Chef Morimoto returns to Waikiki in style.

Photo: Tracy Chan

Morimoto Asia is Waikiki’s hottest new restaurant

Returning to Waikiki, “Iron Chef” Masaharu Morimoto brings a menu of Asian-fusion cuisine to his new restaurant Morimoto Asia Waikiki.


Seated on the veranda of the newly opened Morimoto Asia Waikiki, I have an hour until sunset and an unrivaled view of Waikiki Beach. On the corner of Kalakaua Avenue and Liliuokalani Avenue, the restaurant, spearheaded by “Iron Chef” Masaharu Morimoto, is the Alohilani Resort Waikiki Beach’s premier dining experience.

The Tuna Pizza serves as the perfect appetizer. 
Photo: Kevin Allen

I order the Tuna Pizza to start and I’m happy with my choice. Each bite feels light, however the mixture of anchovy aioli sauce, drizzled atop freshly sliced and locally sourced tuna and an array of sprouts, baby tomatoes and olives fill my mouth with flavor. The real standout of the dish is the crisp flour tortilla that the pizza sits on, which I’m told by my waiter is lightly brushed with an unagi sauce, giving it a salty kick.
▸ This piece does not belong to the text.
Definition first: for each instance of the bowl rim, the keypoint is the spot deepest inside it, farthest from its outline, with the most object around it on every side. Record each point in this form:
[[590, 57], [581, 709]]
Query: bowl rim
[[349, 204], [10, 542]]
The sun is nearing the horizon now, and although the Pacific is lit in a beautiful orange glow, I can’t take my eyes off my main course, the Ishiyaki Buri Bop. Brought to me in a cast iron bowl, the dish is seared tableside, and the smell of the sweet ginger soy sauce has me drooling. Morimoto’s take on the traditional Korean dish, bi bim bap, replaces the meat with seared hamachi.

An over­easy egg, which has now been soaked into the white rice, mixes well with the royal ferns and pickled daikon. Near the bottom of the bowl, where all of the sauces and juices have mixed together, each spoonful becomes better than the last. Before I know it, it’s all gone.

During a slight reprieve from my fine dining, I take in my surroundings. Morimoto Asia Waikiki shares the same aesthetic traits with the resort. Downplayed beige furniture and wooden decor give the space a refined, sleek look. A window is all that separates you from the bustling kitchen, giving diners a look at how the cooks are preparing their meals.

Finally, dessert. I watch as my waiter sets the Chocolate Sphere, an unassuming ball of dark chocolate, alight with burning alcohol. The flames melt away a layer of chocolate to uncover chocolate ice cream and whipped cream in the sweet’s interior. Every spoonful is pure cacao bliss. Slices of strawberry give me a brief escape from the rich dessert, however I can’t stay away long.

Sipping away at a cup of Kona coffee at the end of my meal, I walk to the bar and am offered a Clean Shave. Not on the drink menu, but the bartenders will be happy to make you one, it’s a blend of Zaya rum, Bulleit bourbon, honey liqueur, orange and aromatic bitters and finished with a long orange swath. The drink effectively cleanses my palate, and is a satisfying way to end my extravagant evening.